AI Model Price Tracker
Every major model's current API price in one table, plus a running changelog of cuts, hikes, and new releases. Last verified: July 2026.
Current prices (per 1M tokens, standard tier)
| Model | Provider | Input | Output | Tier |
|---|---|---|---|---|
| Gemini 2.5 Flash-Lite | $0.10 | $0.40 | Budget | |
| GPT-5.4 Nano | OpenAI | $0.20 | $1.25 | Budget |
| Gemini 2.5 Flash | $0.30 | $2.50 | Budget | |
| Claude Haiku 4.5 | Anthropic | $1.00 | $5.00 | Fast |
| GPT-5.6 Luna | OpenAI | $1.00 | $6.00 | Fast |
| Gemini 3.5 Flash | $1.50 | $9.00 | Fast | |
| Gemini 3.1 Pro | $2.00 | $12.00 | Flagship | |
| GPT-5.4 | OpenAI | $2.50 | $15.00 | Flagship |
| GPT-5.6 Terra | OpenAI | $2.50 | $15.00 | Flagship |
| Claude Sonnet 5 | Anthropic | $3.00* | $15.00* | Flagship |
| Claude Opus 4.8 | Anthropic | $5.00 | $25.00 | Frontier |
| GPT-5.5 | OpenAI | $5.00 | $30.00 | Frontier |
| GPT-5.6 Sol | OpenAI | $5.00 | $30.00 | Frontier |
| Claude Fable 5 | Anthropic | $10.00 | $50.00 | Frontier |
*Claude Sonnet 5 has an introductory rate of $2.00 / $10.00 through August 31, 2026 — list price shown. Estimate your own workload with the AI cost calculator.
Changelog
July 2026 — tracker launched (baseline)
- Baseline prices recorded for all 14 tracked models (table above).
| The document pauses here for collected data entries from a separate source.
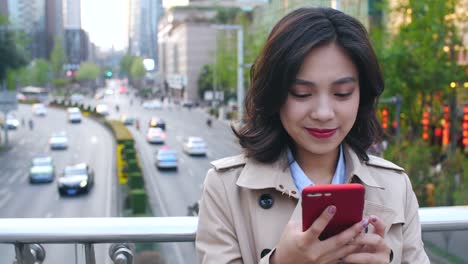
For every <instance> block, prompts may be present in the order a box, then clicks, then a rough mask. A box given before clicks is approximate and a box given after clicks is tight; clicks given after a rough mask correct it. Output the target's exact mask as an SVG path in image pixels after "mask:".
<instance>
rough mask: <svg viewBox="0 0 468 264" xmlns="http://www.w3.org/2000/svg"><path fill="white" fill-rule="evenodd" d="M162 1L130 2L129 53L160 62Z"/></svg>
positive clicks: (129, 2) (154, 0) (129, 22)
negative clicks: (158, 40) (158, 35)
mask: <svg viewBox="0 0 468 264" xmlns="http://www.w3.org/2000/svg"><path fill="white" fill-rule="evenodd" d="M163 11H164V10H163V8H162V2H161V0H130V1H129V43H128V47H129V52H130V53H131V54H134V55H138V56H142V57H144V58H151V59H153V60H155V62H156V65H157V61H158V23H159V20H160V18H161V17H162V15H163Z"/></svg>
- Notable going in: OpenAI's new GPT-5.6 family (Luna/Terra/Sol) spans $1–$5 input; Claude Sonnet 5 is running an intro discount ($2/$10) through the end of August; Gemini 2.5 Flash-Lite remains the cheapest tracked model at $0.10 input.
- This page is updated monthly — bookmark it to catch cuts before your next bill.
The one trend to know
The price of a given level of AI capability has been falling fast — industry analyses put it around 10× cheaper per year for equivalent quality, driven by hardware, efficiency gains, and competition. Practically: the flagship model you priced six months ago probably has a successor that's cheaper and better. Re-check before committing an annual budget, and design your product so the model can be swapped easily.
How to read AI pricing pages without getting burned
- Input vs output: output is 3–6× dearer; workloads that write a lot (drafting, code generation) cost more than the input price suggests.
- Long-context surcharges: some models charge more above ~200K tokens of context.
- Cached/batch rates: the headline price is the ceiling — caching (~90% off repeated input) and batch (~50% off) are the working floor.
- Intro pricing: launch discounts expire (see Sonnet 5 above) — note the end date in your cost model.
Frequently asked questions
How often is this updated?
Monthly, and after any major provider announcement. The "last verified" date at the top tells you the snapshot's freshness.
Why do some sites show different prices?
Usually one of: outdated data, batch/cached rates presented as headline prices, reseller markups, or regional/enterprise tiers. We track the providers' standard public list prices.
Do prices differ by region?
List prices are global in USD; cloud-marketplace versions (AWS Bedrock, Google Vertex, Azure) can differ slightly and add enterprise features.